Het verloop van de procedure blijkt uit:
  • de dagvaarding van 12 april 2021 met 7 producties
  • de e-mail van [gedaagde 2] c.s. van 28 april 2021 met de conclusie van antwoord in kort geding en 20 producties
  • de e-mail van Johobro c.s. van 29 april 2021 om 11:46 uur met de pleitnota en productie 8 t/m 12
  • de e-mail van [gedaagde 2] c.s. van 29 april 2021 om 13:35 uur met productie 21 en 22
  • de e-mail van Johobro c.s. van 29 april 2021 om 17:12 uur
  • de e-mail van [gedaagde 2] c.s. van 30 april 2021 om 10:15 uur
  • de e-mail van Johobro c.s. van 30 april 2021 om 13:37 uur met bijlage
  • de mondelinge behandeling via Skype op 30 april 2021 om 14:00 uur.
1.2.
Ten slotte is vonnis bepaald.

2.De feiten

2.1.
[eiser 2] is bestuurder en enig aandeelhouder van Johobro.
2.2.
In 1997 is de vof door wijlen [X] , de vader van [gedaagde 2] , opgericht. De vof houdt zich bezig met de verhuur en lease van machines en werktuigen en het plaatsen en afvoeren van containers voor particulieren en bedrijven. Daarnaast houdt de vof zich bezig met het afvoeren van afval, houtverkoop en in- en verkoop van sloopmaterialen. Vanaf 1 januari 2003 hebben [gedaagde 2] en [gedaagde 3] de vof overgenomen.
2.3.
[A] Beheer B.V. (hierna: [A] ) is eigenaar van het perceel kadastraal bekend gemeente Deventer, sectie C, nummer 2080, plaatselijk bekend Sint Olafstraat 12002 (A) te Deventer (hierna: het perceel). Op het perceel zijn een kantoorgebouw, loodsen en opslagterrein gesitueerd. Bestuurder en enig aandeelhouder van [A] was
[X] .
2.4.
Vanaf 1997 verhuurt [A] het perceel aan de vof.
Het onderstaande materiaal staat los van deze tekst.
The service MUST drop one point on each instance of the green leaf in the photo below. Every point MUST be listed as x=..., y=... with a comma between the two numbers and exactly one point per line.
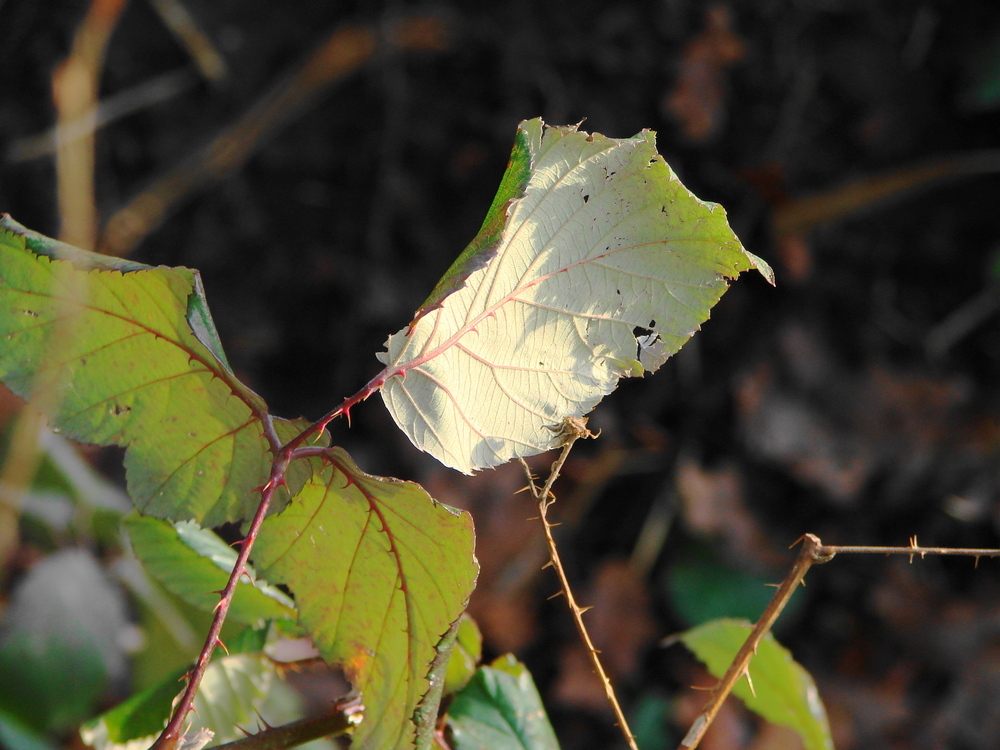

Artikel 14 van de huurovereenkomst d.d. april 2010, aangevuld op 4 juli 2014, luidt als volgt:
KOOPOPTIE
Artikel 14:
1. Indien en zodra de verhuurder het gehuurde wenst over te dragen, op welke wijze dan ook, dient hij het gehuurde door middel van een aangetekende brief eerst te koop aan te bieden aan de huurder. Het is de verhuurder niet toegestaan het gehuurde gedeeltelijk te vervreemden, tenzij partijen anders overeenkomen.
2. Indien de huurder het gehuurde wenst te kopen zal hij dit uiterlijk binnen drie maanden na ontvangst van het in lid 1 bedoelde bericht bij aangetekende brief meedelen aan de verhuurder, bij gebreke waarvan het recht van de huurder vervalt.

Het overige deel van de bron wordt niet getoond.